Qué fácil a veces la quietud, la renuncia, el aferrarse a esa comodidad de que sean los otros los que hagan, los que decidan y le den cuerda al mundo. Qué vulnerables y volátiles somos, en tantísimos sentidos. Me impactó la capacidad de muchos el domingo, ante la sorpresa de los dos candidatos que pasaron a segunda vuelta, de saltar inmediatamente a un bando que jamás habían considerado y del que no sabían prácticamente nada.

Eso nos pasa: que nos gusta más la ignorancia que lo que identificamos como negativo. Puede ser peor lo que desconocemos, pero no queremos averiguarlo oportunamente. Elegimos la ceguera. “Ojos que no ven, corazón que no siente” por encima de “mejor malo conocido que bueno por conocer”.

Yo tengo claro que mi moral me impide apoyar a alguno de esos dos candidatos para liderar el país. Y no porque, como inocentemente cuestionan muchos, crea que vaya a ganar el voto en blanco o porque piense que esa minucia de la expresión anónima de mi moral vaya a cambiar algo. No lo hago para ganar, sino para seguir siendo quien soy.

Decía que somos vulnerables. Esta semana me vi un lunar raro en la espalda y algo frío me recorrió el cuerpo. Pensé, como buena amante del drama, que, tal vez, hasta aquí llegaba mi historia. Y después concluí que si eso se confirmaba, tampoco sería tan grave. Disfrutaría lo que quedara y simplemente así habría sido para mí. Pero resultó que me había rascado el lunar y no pasaba nada. Como casi siempre con casi todo.
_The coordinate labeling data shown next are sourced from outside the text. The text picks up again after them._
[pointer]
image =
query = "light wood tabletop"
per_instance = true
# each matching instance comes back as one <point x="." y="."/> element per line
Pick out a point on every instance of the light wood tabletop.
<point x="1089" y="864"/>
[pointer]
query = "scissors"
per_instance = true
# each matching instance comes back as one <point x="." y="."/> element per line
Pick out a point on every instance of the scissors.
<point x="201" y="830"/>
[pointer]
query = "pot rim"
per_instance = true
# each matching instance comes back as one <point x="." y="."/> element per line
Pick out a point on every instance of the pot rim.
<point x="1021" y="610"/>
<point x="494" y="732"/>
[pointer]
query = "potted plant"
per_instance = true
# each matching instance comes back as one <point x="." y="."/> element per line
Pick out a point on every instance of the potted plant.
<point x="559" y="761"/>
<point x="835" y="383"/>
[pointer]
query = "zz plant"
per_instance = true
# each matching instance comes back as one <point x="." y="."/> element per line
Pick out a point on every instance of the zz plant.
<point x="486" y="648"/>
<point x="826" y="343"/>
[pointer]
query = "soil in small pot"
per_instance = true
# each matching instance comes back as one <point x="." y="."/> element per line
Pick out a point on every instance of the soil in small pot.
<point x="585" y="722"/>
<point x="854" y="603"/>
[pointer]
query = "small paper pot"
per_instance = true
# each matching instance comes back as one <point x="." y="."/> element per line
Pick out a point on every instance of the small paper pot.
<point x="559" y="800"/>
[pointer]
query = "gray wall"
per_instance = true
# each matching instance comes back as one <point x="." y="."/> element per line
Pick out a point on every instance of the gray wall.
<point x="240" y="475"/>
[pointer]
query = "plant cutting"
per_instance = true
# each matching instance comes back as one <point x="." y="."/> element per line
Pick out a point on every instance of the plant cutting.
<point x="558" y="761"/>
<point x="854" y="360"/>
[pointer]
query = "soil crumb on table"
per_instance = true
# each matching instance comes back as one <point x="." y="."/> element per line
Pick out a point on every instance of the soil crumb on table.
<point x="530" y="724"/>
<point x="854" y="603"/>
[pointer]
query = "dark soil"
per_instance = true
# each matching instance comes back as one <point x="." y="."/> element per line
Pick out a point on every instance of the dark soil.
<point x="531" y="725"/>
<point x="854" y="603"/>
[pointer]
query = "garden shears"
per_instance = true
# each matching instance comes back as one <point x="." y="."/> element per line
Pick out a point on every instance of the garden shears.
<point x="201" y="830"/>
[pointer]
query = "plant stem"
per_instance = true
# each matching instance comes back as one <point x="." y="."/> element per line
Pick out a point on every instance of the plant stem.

Recordé mi molestia ante el pánico de muchos colombianos al triunfo de uno de los candidatos —que los ha llevado a compartir cuanta basura reciben mientras se dan bendiciones— y cómo, así también me parezca terrible el personaje, no he permitido que ese terror me toque. Si gana, gana, y la vida seguirá, sea el lunar del cáncer o un simple rasguño. Porque la vida es la posibilidad permanente de que se oscurezca el panorama y la cuestión es no rendirse en el intento de aclararlo sin convertirnos en la propia oscuridad y con pleno derecho a rechazarla —y llorarla— en voz alta.

Yo seguiré eligiendo desde mi moral, buscando una sociedad más humana y más libre, en un país que amo por su belleza y detesto por su tendencia a destruirla, el país de los cien años de soledad, la nación del tiempo detenido.